Throughout history, sedimentation has served as a tried and true method for wastewater treatment. Gravity forces contaminants to settle downward in the surrounding liquid whereas clarified water can be removed separately. The same principle is used by wastewater treatment clarifiers: Large tanks provide enough retention time to slow water down and to separate out suspended particles.
Wastewater from aeration basins is usually entering the clarifier from a centrally located pipe. The entering wastewater is also known as the MLSS (mixed liquor suspended solids) which refers to the concentration of suspended solids from the activated sludge process. To slow down the incoming water its directed through a energy dissipating inlet and a feedwell.
Inside the clarifier solid contaminants will settle down to the bottom of the tank where it is collected by a scraper mechanism and removed by another centrally located pipe.
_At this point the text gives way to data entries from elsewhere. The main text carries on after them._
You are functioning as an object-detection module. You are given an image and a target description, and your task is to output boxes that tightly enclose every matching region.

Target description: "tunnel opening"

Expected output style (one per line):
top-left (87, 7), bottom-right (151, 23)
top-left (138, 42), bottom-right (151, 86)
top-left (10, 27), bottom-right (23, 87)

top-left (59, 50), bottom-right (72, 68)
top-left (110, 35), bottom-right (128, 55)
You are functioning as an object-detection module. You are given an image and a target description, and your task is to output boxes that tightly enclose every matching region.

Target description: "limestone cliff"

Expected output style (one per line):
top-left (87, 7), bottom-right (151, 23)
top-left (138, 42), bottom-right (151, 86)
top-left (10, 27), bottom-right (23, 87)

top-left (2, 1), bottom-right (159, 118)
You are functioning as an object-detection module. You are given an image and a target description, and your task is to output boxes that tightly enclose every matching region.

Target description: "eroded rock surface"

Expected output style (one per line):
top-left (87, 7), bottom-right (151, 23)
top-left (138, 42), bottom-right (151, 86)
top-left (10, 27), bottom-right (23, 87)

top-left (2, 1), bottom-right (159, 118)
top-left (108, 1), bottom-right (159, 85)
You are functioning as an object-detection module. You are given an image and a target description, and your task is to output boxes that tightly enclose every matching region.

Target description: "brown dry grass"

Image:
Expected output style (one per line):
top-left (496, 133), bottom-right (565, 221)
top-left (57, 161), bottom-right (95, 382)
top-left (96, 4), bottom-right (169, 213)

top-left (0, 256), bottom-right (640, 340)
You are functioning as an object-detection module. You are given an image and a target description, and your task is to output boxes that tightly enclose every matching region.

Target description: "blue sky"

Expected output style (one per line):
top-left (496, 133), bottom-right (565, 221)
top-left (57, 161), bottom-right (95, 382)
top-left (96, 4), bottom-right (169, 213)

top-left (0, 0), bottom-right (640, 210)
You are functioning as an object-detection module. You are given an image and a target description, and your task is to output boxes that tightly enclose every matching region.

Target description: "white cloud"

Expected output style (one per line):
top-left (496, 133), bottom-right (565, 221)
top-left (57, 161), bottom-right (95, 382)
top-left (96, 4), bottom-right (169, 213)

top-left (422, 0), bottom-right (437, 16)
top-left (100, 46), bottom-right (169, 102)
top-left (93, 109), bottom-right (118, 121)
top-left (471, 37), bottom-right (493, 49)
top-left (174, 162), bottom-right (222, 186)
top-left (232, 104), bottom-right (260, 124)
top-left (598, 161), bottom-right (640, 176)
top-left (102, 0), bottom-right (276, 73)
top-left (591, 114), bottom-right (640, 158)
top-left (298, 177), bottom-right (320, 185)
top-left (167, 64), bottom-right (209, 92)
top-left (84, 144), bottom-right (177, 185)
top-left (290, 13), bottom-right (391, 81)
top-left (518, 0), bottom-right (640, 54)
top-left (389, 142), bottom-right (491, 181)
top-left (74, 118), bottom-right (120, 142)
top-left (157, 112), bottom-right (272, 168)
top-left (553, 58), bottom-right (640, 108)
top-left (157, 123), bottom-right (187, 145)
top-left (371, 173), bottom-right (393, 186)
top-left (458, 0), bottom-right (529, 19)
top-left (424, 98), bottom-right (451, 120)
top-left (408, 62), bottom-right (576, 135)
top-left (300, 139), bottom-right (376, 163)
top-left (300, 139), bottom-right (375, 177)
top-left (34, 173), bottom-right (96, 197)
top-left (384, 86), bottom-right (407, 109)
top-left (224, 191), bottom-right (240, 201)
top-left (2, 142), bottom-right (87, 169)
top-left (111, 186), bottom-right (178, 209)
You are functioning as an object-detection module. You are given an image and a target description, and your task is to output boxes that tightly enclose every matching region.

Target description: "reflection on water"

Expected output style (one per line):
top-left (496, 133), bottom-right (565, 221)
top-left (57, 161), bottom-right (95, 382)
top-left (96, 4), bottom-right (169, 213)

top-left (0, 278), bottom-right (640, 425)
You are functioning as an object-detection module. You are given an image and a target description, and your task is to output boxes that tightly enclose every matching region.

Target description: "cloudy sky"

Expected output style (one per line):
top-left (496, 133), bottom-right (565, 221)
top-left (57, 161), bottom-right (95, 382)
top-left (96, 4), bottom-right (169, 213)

The scraper mechanism arms rotate slowly along the clarifiers perimeter and are attached to a centrally located shaft which is powered by a drive system on the clarifier bridge. The removed sludge will either by recycled as RAS (return activated sludge) or wasted as WAS (waste activated sludge). The clarified water instead is released over overflow weirs on the top of the clarifier. In properly functioning clarifiers the overflow water looks already very clear. Fats, oil, grease and other floating substances are removed by a rotating skimmer on the water surface.
In some tanks, called tube settler or lamella clarifier tanks, there are additional inclined plates or channels inside the tank to help force solids to settle out of the mixture.
In many cases, flocculants or coagulants are applied to the wastewater before it reaches the clarification tank to make the sedimentation process more effective. The chemicals are usually added in mixing tanks with agitators, which provide a gentle stirring for even distribution of chemicals in the water.
One model for proper operation and evaluation of a clarifier is called the state point analysis. The SPA can be visualized in a diagram showing the balance between a solid concentration on the X-axis and the solid flux rate on the Y-axis. The solid flux rate describes the mass of solids passing through the clarifier in one hour and per m2 of clarifier surface. The diagram includes three curves: The settling curve of the particles, the overflow curve to represent the flow through the clarifier and the underflow curve to represent the RAS rate in the clarifier. The goal is to have the intersection of the overflow and underflow curve underneath the settling curve to allow enough time for solid settling. Furthermore, the complete underflow curve must stay underneath the settling curve to allow enough time for sludge thickening and removal.